Exploring Shakespeare: Actors
"good and truthful acting makes an audience glad to be alive"
Actors are at the centre, the heart, the soul of theatre. Everything a director does should be about them. They are not marionettes to be fitted into a director’s "concept". Every other aspect of a theatre production - design, sound, lights or music should serve them, support them and put the focus on their creativity, their art. Shakespeare knew this, he was himself an actor and every play he wrote was written specifically for players whose personalities and skills, strengths and weaknesses he understood as well as his own.

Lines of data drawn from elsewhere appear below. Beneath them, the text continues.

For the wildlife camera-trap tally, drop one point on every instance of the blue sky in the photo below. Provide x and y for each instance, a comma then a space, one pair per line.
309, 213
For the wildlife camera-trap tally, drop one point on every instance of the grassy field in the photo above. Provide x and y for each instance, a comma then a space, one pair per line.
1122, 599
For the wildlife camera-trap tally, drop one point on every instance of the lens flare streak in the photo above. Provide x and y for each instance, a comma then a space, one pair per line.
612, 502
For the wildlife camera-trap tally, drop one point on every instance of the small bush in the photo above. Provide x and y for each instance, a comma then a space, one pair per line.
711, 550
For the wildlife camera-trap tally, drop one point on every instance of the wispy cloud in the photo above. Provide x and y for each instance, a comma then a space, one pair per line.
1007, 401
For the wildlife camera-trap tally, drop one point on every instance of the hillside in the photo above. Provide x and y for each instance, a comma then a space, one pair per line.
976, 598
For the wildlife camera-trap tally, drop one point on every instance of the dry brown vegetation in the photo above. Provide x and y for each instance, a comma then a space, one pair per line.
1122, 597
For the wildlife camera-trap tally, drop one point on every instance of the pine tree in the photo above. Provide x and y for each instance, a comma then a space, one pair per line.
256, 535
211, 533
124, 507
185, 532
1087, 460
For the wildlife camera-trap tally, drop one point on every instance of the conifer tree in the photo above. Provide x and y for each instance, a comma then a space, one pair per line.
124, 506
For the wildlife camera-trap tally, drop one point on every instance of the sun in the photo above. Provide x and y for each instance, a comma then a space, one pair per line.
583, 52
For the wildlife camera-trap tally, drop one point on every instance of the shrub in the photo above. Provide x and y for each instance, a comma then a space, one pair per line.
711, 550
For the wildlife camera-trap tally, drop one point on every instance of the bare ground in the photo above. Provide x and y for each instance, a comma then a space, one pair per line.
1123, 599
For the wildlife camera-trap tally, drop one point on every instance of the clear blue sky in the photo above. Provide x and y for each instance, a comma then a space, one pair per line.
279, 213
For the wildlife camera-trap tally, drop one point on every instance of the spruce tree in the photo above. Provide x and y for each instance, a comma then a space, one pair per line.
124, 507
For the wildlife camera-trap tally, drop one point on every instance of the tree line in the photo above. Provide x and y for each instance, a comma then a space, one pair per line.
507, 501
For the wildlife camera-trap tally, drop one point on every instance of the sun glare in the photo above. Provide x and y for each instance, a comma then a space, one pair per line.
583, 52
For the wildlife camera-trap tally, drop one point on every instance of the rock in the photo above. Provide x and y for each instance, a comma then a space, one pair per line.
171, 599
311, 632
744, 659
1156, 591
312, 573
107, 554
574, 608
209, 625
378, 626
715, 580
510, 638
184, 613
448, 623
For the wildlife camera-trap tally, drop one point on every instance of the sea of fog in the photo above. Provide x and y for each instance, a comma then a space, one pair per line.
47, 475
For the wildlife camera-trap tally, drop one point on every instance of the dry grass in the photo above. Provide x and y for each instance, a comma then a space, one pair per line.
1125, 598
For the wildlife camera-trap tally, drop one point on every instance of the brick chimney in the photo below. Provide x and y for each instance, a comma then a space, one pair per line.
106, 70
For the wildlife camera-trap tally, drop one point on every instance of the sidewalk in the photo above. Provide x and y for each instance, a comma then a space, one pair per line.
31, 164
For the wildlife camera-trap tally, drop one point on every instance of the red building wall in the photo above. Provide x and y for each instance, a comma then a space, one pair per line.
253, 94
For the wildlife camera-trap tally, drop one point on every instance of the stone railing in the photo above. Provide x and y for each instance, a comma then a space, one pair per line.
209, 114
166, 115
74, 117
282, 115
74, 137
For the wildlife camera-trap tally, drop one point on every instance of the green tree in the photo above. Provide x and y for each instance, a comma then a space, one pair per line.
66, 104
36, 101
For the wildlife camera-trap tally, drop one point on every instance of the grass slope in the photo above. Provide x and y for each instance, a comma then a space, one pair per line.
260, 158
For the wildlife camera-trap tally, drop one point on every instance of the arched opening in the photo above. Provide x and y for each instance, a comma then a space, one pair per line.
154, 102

Acting is an utterly unique and uniquely brave form of creativity in that it calls on a human being to give themselves completely and honestly to a room full of strangers while producing the alchemical transformation of becoming someone else. Hamlet is the actor and the actor is Hamlet. The director's job is, through rehearsals, to protect, guide, challenge and encourage the fullest possible realisation of this transformation, which is not easy but, if successful, brings into being a miraculous encounter unparalleled in any other type of art. Good and truthful acting makes an audience glad to be alive, more sure of who they are and deeply grateful for the gift of live theatre. Any director who seeks to divert the praise due to actors onto themselves is betraying the nature, meaning and purpose of the body of work Shakespeare left to history and society.
The Lord Chamberlains Men (Shakespeare's company) had to close their theatre and cease performing many times due to the plague. If that should happen permanently in our own time, then part of what it means to be human will be lost too.